Wie der Verwaltungsgerichtshof in Auslegung der Bestimmung des § 45 Abs. 2 StVO 1960 in ständiger Rechtsprechung dargelegt hat, ist bei der Prüfung der erforderlichen Voraussetzungen für die Erteilung von derartigen Ausnahmebewilligungen ein strenger Maßstab anzulegen. Eine Ausnahmebewilligung nach § 45 Abs. 2 leg. cit. ist daher nur bei Vorliegen von gravierenden, den Antragsteller außergewöhnlich hart treffenden Gründen zu erteilen (vgl. das hg. Erkenntnis vom 4. Februar 1994, Zl. 93/02/0279). Dabei muß die Möglichkeit, einen in angemessener Entfernung gelegenen Abstellplatz in einer Parkgarage zu mieten, jedenfalls ausgeschöpft werden. Dem Beschwerdeführer wäre es damit auch möglich, jederzeit über sein in Nähe seines Geschäftslokales abgestelltes Autos zu verfügen und für "Postarbeiten" in Betrieb zu setzen. Soweit der Beschwerdeführer vorbringt, daß ihm die Anmietung eines Stellplatzes "wirtschaftlich nicht erträglich" sei, unterläßt er es, dies näher darzulegen. Daß die Beladung des Fahrzeuges innerhalb der in der Kurzparkzone höchstzulässigen Parkdauer nicht möglich wäre, wurde vom Beschwerdeführer nicht behauptet. Für die Abholung und Lieferung von Kleinteilen ist der Beschwerdeführer schließlich darauf zu verweisen, daß ihm bei Anwendung des von der Rechtsprechung geforderten "strengen Maßstabes" auch die Verwendung von Taxis oder öffentlichen Verkehrsmitteln zumutbar ist.

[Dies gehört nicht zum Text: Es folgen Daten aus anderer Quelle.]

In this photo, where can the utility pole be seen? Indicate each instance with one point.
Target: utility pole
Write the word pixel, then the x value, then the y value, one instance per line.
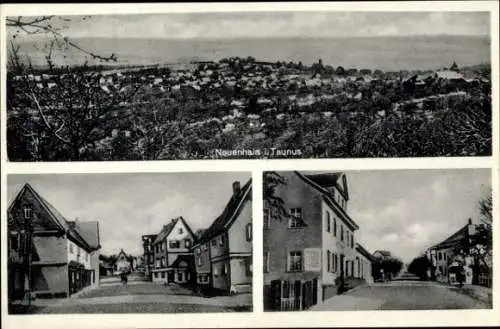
pixel 27 251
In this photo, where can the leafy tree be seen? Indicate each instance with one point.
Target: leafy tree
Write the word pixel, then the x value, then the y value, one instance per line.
pixel 419 266
pixel 340 71
pixel 276 205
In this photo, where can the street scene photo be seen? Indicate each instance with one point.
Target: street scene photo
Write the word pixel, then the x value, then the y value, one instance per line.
pixel 377 240
pixel 130 243
pixel 248 85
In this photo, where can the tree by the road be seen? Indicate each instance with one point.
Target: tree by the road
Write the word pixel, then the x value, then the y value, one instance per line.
pixel 419 266
pixel 275 204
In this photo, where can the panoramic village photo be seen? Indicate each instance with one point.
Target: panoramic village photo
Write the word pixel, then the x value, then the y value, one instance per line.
pixel 377 240
pixel 223 85
pixel 130 243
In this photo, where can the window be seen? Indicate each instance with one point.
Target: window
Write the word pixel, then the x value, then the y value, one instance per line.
pixel 295 220
pixel 174 244
pixel 27 212
pixel 224 269
pixel 14 242
pixel 266 261
pixel 295 261
pixel 267 219
pixel 249 232
pixel 327 221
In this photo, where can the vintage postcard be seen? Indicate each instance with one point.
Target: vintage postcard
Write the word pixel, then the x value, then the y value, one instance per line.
pixel 248 85
pixel 130 243
pixel 377 240
pixel 249 165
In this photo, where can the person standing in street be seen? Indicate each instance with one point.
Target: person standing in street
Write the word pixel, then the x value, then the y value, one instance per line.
pixel 123 278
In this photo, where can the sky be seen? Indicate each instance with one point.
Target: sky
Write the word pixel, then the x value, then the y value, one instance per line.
pixel 407 211
pixel 128 206
pixel 277 24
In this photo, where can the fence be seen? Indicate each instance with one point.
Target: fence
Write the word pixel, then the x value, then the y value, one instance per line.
pixel 485 279
pixel 284 295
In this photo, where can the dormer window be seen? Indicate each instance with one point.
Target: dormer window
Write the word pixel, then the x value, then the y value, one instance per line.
pixel 27 212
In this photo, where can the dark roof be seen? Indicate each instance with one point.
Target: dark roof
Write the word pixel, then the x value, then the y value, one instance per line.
pixel 453 239
pixel 328 180
pixel 219 224
pixel 325 180
pixel 86 232
pixel 364 252
pixel 384 253
pixel 316 181
pixel 128 257
pixel 165 231
pixel 188 259
pixel 90 232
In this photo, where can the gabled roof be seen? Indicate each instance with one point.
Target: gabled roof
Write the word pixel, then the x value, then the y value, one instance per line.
pixel 452 239
pixel 165 231
pixel 364 252
pixel 449 75
pixel 187 259
pixel 122 252
pixel 327 194
pixel 85 232
pixel 330 180
pixel 89 231
pixel 225 219
pixel 384 253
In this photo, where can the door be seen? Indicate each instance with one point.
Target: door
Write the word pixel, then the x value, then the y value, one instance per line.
pixel 342 262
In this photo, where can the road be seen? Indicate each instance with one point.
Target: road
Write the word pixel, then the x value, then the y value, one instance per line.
pixel 401 295
pixel 138 297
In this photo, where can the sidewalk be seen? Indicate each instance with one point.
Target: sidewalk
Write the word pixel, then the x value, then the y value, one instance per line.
pixel 348 303
pixel 480 293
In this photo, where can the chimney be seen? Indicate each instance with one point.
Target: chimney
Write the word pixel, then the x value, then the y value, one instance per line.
pixel 236 188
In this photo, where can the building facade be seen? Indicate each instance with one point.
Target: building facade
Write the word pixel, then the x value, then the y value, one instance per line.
pixel 318 238
pixel 49 256
pixel 148 254
pixel 123 263
pixel 223 254
pixel 454 250
pixel 173 256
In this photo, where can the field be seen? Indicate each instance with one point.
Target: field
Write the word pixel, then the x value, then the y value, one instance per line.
pixel 243 108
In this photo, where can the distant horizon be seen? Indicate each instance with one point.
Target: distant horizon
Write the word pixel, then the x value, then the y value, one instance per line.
pixel 412 36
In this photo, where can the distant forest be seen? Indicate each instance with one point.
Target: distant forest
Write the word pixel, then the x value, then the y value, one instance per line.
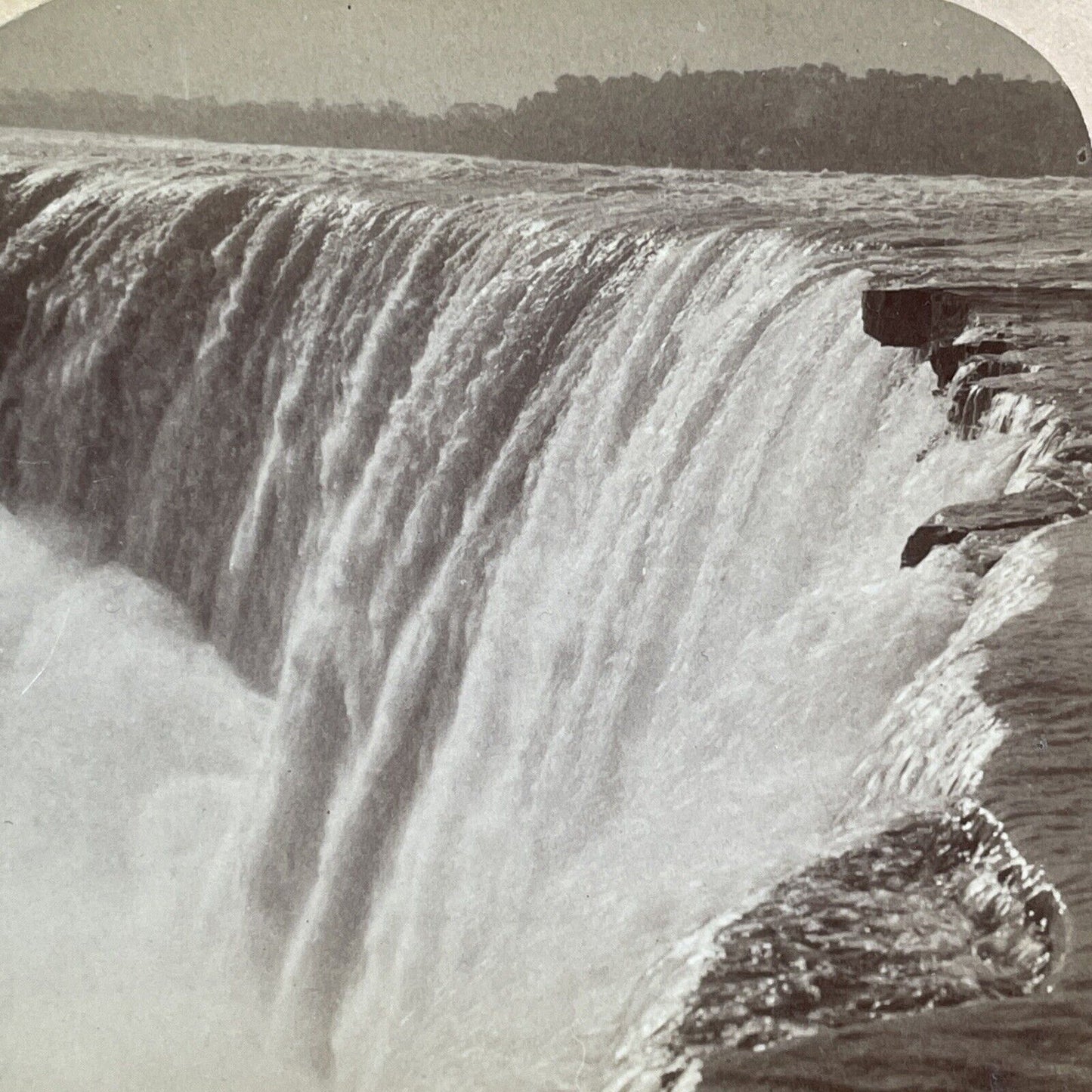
pixel 810 118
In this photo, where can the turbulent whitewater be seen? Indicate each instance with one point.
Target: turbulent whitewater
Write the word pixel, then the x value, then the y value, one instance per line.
pixel 441 595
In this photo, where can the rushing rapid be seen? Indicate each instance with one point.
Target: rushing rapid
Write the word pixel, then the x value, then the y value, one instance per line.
pixel 442 593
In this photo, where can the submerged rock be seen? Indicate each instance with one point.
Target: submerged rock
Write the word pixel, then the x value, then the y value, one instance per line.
pixel 1017 515
pixel 939 911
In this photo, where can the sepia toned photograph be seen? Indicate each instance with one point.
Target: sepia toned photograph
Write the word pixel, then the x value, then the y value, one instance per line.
pixel 545 547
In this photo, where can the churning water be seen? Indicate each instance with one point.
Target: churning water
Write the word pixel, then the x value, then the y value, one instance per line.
pixel 437 591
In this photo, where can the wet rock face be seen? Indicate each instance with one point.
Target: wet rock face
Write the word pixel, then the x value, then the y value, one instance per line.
pixel 937 912
pixel 995 523
pixel 912 318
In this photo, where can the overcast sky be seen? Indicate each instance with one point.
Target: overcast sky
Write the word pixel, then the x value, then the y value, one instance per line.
pixel 429 54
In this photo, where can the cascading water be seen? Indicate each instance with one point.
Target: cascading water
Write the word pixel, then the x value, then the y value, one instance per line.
pixel 558 547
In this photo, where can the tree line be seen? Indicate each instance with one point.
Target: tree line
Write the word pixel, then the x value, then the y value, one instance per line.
pixel 809 118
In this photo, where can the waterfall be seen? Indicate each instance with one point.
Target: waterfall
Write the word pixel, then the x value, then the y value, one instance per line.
pixel 551 557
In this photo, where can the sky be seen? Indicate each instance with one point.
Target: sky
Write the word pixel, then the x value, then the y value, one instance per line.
pixel 429 54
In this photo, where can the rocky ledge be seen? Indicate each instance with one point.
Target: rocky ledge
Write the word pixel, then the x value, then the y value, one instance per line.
pixel 982 340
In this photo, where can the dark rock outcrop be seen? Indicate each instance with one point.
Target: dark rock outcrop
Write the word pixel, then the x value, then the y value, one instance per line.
pixel 913 318
pixel 1016 515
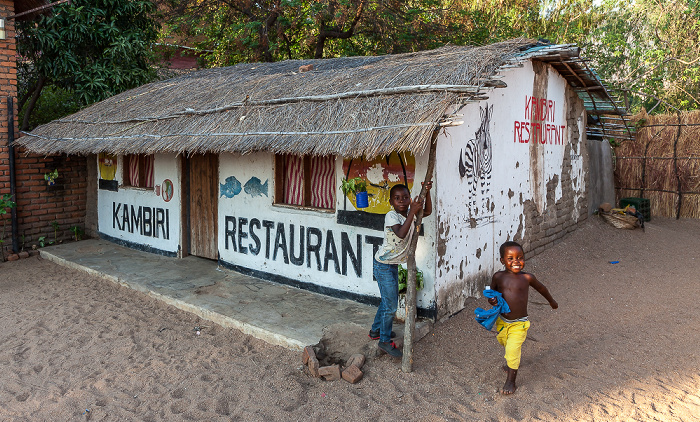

Da die belangte Behörde die vom Beschwerdeführer angestrebte Ausnahmebewilligung zu Recht versagt hat, war die Beschwerde gemäß § 42 Abs. 1 VwGG als unbegründet abzuweisen.

Die Kostenentscheidung gründet sich auf die §§ 47 ff VwGG in Verbindung mit der Verordnung BGBl. Nr. 416/1994.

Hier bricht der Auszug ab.